Evans finally escaped the rigors of traveling to play Atlanta-area teams by dropping from Class AAAAA to AAAA for the 2004-2005 school year.
Photo by Jim Blaylock
Greenbrier and Lakeside moved from Region 8-AAAA to Region 2-AAAA and will join Evans in the same region.
But many of the teams in Greenbrier and Lakeside's 2003-2004 region have dropped to Region 3-AAA with Harlem.
Greenbrier, Lakeside and Evans are joined by teams from a hodgepodge of locations. Statesboro and Effingham County join Wayne County, Baldwin County and Jones County in a region that requires Rand McNally to navigate.
Oh, and Augusta Christian left the state altogether, joining the South Carolina Independent Schools Association.
Every two school years the Georgia High School Association scrambles schools around like jigsaw puzzle pieces.
The problem is that two years are never enough time for the puzzle pieces to fit together.
"It's like we can't ever get a feel for the teams in our region because the GHSA mixes it up every couple years," said Harlem athletic director Jimmie Lewis.
When asked about his feelings on the region switch, a smile runs across Greenbrier coach Mickey Derrick's face.
"It's definitely going to be fun," Derrick said about the opportunity to face off against county rivals in the same region for the first time ever. "Now the games against Evans and Lakeside and us will mean more than bragging rights. Playoff spots could be on the line."
The three area schools moved into a region that will benefit them greatly in most sports.
The results in football, however, might not pan out the same way.
2003 Class AAAA state runner-up Statesboro joins Wayne County, Baldwin County and Effingham County as serious playoff threats into the new region.
"There are some real tough teams in our region and some real good coaches," Evans' coach Marty Jackson said. "We'll have our work cut out for us."

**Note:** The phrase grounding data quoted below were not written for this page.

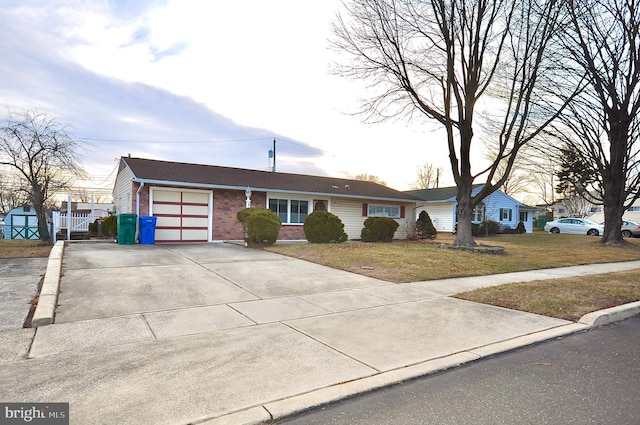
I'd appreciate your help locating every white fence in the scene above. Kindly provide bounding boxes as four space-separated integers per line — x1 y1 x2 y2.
52 211 94 242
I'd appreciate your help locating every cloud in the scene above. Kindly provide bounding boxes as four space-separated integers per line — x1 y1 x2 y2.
0 1 325 179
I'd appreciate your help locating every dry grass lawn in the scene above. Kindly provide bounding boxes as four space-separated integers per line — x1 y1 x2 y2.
0 240 52 258
266 232 640 321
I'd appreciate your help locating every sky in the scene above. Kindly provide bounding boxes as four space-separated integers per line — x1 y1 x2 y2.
0 0 454 198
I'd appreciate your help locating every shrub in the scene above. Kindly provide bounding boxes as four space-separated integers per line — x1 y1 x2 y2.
361 217 399 242
515 221 526 234
241 208 281 245
303 210 348 243
415 211 437 240
475 220 500 236
236 208 253 224
102 215 117 237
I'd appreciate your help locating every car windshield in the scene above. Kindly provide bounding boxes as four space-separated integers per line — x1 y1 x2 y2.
582 219 599 225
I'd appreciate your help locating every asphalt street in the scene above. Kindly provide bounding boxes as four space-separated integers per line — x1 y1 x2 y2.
278 316 640 425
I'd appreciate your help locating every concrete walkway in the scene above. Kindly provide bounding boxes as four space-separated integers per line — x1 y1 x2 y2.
1 242 639 425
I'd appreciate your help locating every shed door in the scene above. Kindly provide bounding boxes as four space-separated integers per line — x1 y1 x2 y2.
10 214 39 239
151 189 211 242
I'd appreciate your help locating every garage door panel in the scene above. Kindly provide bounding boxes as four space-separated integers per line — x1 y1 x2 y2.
182 217 208 227
182 204 207 215
153 191 181 202
155 228 181 241
182 192 208 203
153 204 181 215
181 229 208 241
156 216 181 227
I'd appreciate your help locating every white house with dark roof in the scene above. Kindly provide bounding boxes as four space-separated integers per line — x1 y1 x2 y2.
406 184 536 233
112 157 422 243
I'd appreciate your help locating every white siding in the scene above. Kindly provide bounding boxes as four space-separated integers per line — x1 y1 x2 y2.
483 192 533 233
416 203 455 232
331 199 413 240
330 199 365 240
112 164 134 214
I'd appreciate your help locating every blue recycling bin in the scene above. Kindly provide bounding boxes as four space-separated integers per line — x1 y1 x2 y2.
139 216 158 245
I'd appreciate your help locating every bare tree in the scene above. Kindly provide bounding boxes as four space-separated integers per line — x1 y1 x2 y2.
410 163 444 189
0 110 86 241
483 143 530 199
554 0 640 245
355 173 388 186
332 0 573 246
0 171 29 214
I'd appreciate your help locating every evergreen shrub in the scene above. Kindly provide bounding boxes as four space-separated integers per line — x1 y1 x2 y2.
415 211 437 240
361 217 399 242
303 210 348 243
238 208 281 245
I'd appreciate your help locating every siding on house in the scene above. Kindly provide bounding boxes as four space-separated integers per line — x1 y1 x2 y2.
409 185 535 234
113 165 134 214
416 203 456 232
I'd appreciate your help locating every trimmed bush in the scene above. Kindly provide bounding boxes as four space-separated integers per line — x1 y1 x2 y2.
361 217 399 242
304 210 348 243
476 220 500 236
239 208 281 245
415 211 437 240
515 221 526 234
102 215 117 237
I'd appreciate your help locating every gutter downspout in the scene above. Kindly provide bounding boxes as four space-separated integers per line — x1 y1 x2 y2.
135 181 145 243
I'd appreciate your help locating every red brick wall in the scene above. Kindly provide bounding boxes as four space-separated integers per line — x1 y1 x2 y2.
211 189 269 240
278 225 306 240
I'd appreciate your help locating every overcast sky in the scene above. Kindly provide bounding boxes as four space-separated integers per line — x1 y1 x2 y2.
0 0 454 196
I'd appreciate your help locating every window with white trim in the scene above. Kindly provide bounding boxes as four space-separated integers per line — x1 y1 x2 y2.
500 208 512 221
268 198 309 224
472 205 485 223
368 204 400 218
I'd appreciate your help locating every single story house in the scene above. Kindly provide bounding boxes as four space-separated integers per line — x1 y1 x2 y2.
3 205 39 240
406 184 536 233
112 157 422 243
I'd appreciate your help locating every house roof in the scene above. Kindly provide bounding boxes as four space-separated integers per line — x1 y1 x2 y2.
121 157 421 203
405 184 484 202
406 184 536 209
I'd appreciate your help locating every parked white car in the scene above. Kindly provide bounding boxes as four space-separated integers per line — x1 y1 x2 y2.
544 218 604 236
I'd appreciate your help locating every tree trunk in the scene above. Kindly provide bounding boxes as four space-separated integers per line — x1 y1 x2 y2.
600 117 628 245
31 188 50 242
454 179 476 247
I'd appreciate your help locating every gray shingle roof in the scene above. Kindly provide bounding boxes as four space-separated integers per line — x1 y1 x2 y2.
405 184 484 202
122 157 421 202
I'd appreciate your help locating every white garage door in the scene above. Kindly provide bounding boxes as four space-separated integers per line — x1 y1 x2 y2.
151 188 211 242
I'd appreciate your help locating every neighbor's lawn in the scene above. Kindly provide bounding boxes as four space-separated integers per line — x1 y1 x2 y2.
0 240 52 258
266 232 640 283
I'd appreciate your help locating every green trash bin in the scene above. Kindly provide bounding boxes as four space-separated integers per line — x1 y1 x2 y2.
117 214 137 245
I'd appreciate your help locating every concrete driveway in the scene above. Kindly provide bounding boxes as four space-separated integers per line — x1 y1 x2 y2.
1 242 597 425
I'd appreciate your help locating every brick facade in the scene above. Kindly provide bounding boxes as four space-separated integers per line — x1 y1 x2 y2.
211 189 267 240
131 184 306 241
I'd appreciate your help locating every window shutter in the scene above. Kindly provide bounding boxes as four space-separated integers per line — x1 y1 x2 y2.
362 203 368 217
509 209 512 221
400 205 405 219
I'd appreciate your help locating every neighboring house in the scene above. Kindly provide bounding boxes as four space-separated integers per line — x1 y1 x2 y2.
587 199 640 224
112 157 421 243
3 205 39 240
406 184 536 233
62 202 114 218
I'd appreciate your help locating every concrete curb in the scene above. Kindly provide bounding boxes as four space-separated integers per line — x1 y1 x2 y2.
578 301 640 327
206 304 640 424
31 241 64 327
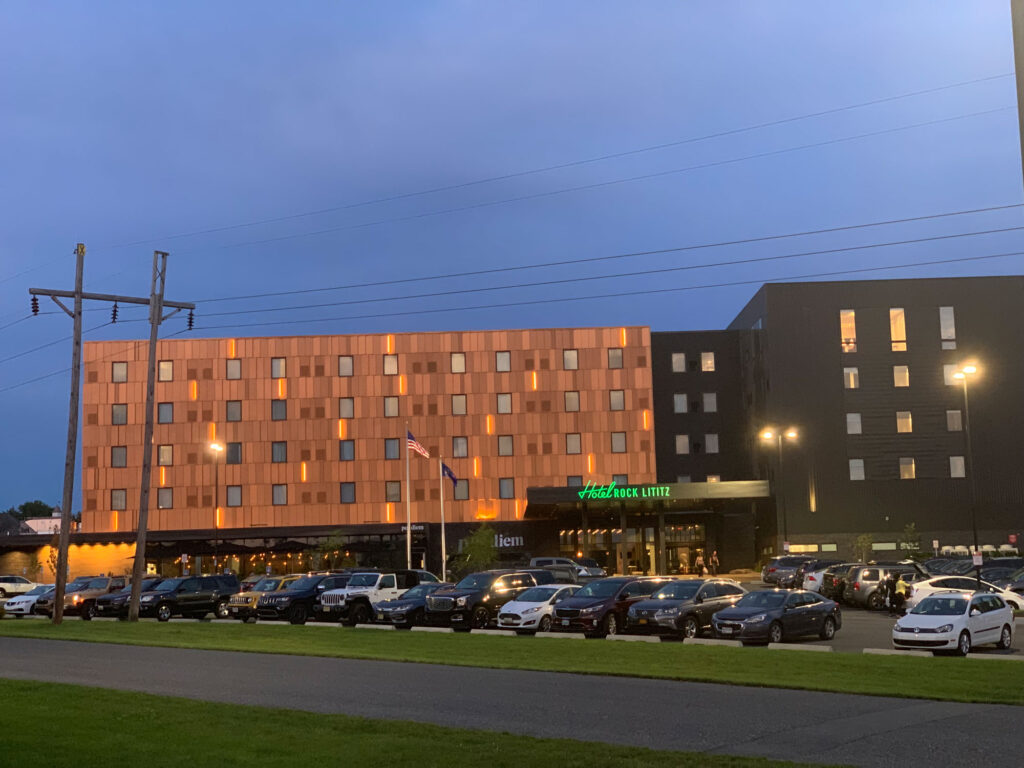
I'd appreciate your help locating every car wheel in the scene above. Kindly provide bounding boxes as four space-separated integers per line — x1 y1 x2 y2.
0 589 6 597
245 616 257 624
997 624 1013 650
538 615 552 633
470 605 491 629
682 615 700 639
156 603 172 622
603 613 618 637
289 604 308 625
956 630 971 656
867 592 884 611
349 602 371 626
819 617 836 640
80 602 96 621
215 601 229 620
768 621 784 644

While renewing rivalries might be nice, the goal for each school is to make the playoffs. The three Columbia County schools might be fighting for the final spot with one of the aforementioned schools.

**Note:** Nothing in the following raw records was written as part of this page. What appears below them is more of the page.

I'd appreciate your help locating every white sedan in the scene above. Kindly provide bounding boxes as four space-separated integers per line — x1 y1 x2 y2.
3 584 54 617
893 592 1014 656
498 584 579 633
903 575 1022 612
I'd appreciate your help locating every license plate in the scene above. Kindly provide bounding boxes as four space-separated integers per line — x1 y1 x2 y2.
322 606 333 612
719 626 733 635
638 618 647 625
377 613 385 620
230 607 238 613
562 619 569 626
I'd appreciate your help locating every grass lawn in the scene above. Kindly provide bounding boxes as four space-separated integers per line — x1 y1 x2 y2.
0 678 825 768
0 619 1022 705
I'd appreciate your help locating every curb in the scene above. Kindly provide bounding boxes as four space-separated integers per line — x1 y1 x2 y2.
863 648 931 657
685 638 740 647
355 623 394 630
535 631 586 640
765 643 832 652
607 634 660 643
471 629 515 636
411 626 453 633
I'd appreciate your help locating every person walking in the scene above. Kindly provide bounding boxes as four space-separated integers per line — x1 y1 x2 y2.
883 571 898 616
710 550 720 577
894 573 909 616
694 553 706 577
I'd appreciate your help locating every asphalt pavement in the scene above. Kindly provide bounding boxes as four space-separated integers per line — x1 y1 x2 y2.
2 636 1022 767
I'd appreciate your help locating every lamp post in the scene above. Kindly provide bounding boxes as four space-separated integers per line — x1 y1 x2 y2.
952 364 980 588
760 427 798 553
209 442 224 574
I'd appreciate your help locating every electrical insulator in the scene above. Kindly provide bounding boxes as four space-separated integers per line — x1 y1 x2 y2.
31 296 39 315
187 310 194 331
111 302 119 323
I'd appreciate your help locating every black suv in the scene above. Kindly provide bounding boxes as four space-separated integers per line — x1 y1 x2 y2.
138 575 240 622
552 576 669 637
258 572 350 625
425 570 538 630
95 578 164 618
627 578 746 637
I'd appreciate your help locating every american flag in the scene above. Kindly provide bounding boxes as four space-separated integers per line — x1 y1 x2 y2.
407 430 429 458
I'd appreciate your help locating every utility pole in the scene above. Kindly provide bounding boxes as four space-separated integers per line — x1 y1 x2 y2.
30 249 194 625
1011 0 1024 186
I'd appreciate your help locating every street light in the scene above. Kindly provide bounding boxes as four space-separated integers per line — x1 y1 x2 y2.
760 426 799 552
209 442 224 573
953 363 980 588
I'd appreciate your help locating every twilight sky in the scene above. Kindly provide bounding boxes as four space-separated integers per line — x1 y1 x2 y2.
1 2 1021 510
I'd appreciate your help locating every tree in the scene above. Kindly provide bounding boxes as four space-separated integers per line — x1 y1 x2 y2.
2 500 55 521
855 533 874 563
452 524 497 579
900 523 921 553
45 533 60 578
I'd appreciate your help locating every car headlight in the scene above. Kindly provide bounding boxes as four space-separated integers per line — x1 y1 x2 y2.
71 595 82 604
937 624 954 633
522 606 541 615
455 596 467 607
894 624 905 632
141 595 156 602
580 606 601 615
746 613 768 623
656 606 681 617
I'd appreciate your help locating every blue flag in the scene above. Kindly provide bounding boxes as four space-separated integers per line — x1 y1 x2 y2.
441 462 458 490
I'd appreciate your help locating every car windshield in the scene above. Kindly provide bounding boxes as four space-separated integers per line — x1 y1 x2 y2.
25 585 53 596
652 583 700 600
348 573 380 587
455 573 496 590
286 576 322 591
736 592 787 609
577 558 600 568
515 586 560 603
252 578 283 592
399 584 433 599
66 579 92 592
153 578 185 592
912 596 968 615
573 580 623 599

"I am excited about the new region," Lakeside coach Randy Hill said. "It is going to be fun, but it will be tough; some of these teams we will play this year will be good. But it will build a stronger program for Lakeside."
A recent power poll conducted by the Georgia Sports Network placed Greenbrier fourth in the region behind Statesboro, Wayne County and Baldwin. That would put the Wolfpack in the playoffs. Evans was picked sixth and Lakeside seventh.

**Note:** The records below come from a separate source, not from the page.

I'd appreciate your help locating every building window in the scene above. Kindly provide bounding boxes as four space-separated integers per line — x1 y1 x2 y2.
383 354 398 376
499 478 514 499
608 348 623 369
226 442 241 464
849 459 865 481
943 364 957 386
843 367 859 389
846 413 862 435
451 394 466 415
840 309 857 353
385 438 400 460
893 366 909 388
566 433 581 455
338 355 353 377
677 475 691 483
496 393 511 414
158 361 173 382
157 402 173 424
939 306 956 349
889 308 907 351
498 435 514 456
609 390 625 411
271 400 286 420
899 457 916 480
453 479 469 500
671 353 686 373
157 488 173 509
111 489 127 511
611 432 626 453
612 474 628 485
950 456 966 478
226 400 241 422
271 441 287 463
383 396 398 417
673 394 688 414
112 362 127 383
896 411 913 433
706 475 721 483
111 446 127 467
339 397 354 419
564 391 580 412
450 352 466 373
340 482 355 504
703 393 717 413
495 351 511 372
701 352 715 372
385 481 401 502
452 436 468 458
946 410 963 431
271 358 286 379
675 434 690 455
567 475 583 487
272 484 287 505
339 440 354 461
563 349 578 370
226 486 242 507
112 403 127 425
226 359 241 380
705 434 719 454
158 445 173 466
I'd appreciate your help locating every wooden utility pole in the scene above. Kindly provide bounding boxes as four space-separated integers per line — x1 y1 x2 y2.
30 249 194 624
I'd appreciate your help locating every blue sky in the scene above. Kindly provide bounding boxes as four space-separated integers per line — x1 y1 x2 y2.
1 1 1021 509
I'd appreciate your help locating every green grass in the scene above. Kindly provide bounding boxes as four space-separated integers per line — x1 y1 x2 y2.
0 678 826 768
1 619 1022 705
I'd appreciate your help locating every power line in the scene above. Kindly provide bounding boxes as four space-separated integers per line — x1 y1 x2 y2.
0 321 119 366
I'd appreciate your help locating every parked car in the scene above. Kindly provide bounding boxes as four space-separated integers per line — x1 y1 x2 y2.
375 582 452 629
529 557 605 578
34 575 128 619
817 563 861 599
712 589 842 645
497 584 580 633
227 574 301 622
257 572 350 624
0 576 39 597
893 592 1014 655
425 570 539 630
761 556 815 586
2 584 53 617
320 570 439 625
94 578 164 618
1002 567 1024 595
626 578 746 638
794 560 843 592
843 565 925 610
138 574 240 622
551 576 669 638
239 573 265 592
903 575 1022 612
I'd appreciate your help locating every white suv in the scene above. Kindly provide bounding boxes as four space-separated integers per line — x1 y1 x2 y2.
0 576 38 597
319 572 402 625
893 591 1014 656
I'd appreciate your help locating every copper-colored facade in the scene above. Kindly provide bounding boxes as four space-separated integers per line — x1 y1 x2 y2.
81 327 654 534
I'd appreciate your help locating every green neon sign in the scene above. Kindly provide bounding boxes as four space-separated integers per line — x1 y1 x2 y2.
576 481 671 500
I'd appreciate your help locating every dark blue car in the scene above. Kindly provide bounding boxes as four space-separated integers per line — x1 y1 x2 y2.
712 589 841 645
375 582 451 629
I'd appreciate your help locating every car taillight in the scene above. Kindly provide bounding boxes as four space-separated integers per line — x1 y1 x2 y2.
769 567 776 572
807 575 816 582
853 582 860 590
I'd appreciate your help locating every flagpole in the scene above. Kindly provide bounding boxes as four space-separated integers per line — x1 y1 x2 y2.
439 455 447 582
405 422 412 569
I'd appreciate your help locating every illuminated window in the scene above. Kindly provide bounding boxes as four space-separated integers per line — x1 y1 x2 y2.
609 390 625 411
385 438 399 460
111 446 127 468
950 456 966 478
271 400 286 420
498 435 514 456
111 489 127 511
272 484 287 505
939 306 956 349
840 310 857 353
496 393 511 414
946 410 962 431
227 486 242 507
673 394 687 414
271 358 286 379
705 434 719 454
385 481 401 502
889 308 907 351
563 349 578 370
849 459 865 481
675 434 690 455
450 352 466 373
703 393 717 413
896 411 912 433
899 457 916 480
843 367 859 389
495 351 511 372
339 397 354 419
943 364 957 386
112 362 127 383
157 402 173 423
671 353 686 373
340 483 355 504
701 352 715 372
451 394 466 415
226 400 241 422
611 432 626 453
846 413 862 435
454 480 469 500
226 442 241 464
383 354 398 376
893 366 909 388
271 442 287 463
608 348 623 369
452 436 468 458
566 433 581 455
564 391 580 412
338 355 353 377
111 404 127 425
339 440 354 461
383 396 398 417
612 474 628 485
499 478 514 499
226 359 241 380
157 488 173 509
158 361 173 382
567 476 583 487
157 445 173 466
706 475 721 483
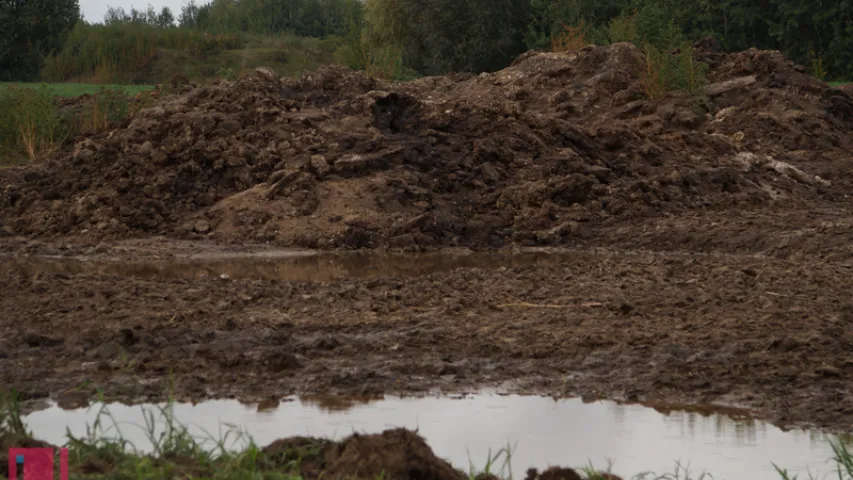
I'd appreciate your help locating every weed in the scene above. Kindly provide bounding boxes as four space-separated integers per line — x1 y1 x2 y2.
216 67 237 80
58 398 302 479
639 41 708 100
552 21 587 53
674 42 709 94
581 459 618 479
809 51 828 81
0 84 141 165
640 42 669 100
0 390 30 438
467 443 515 480
631 460 714 479
0 85 71 163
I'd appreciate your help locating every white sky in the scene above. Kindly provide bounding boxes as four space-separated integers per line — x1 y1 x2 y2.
80 0 204 24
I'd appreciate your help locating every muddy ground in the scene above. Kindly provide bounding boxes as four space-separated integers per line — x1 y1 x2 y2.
2 235 852 432
2 41 853 435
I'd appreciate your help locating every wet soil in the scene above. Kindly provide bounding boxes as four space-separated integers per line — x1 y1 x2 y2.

"Preseason polls don't mean a thing," Derrick said. "With the region the way it is and rivalry games, the region is up in the air."
In this particular switch, Harlem appeared to get the raw deal.
Placed in a region with a number of schools that were large enough to compete in Class AAAA a season ago, the Bulldogs will be hard-pressed to find success on the gridiron this season.
"We just can't be competitive," said Lewis, "in any sport. There are a lot of things I'd like to say (about the GHSA), but I can't."
Although the Bulldogs lose Laney and Washington County, Harlem gains football power Thomson and 2003 playoff teams Butler and South Effingham. Benedictine, Glenn Hills, Burke County, Hephzibah and region incumbent Jefferson County are all serious contenders for the playoffs in the 11-team region.
The Bulldogs went 2-8 last season in a weaker region and could be in deep trouble after losing superstar quarterback Tim Camp to the Air Force Academy.
"We will work as hard as we always do," Lewis said. "I just think we are going to struggle in the new region."
A Whole New World
Citing travel costs, Augusta Christian athletic director Bruce Lane announced the Lions would leave the Georgia Independent Schools Association at the end of the 2003-2004 school year.
The move to SCISA would force the Lions to play an entirely new schedule, but the benefit would lie in the travel costs.
The Lions had to travel two hours plus to Milledgeville and Macon often to play region games. Now, most of Augusta Christian's region games will be in the Columbia, S.C., vicinity.
The affect on competition remains to be seen.
"We just don't know how the season will shake out," said Lane. "We will be playing teams we are not familiar with, and that could be good or bad."
The Lions will play the Class AA champion and runner-up and will face the Class AAA runner-up.
"I think we will be tested early and often with our schedule," Lane said. "Our success will depend on how well our young guys perform."
Lane returns only six seniors forcing the young Lions to grow up quickly.
"We'll know were we stand in this new region pretty quickly," he said.
With only 10 games, just about every county team will have that same revelation early in the season.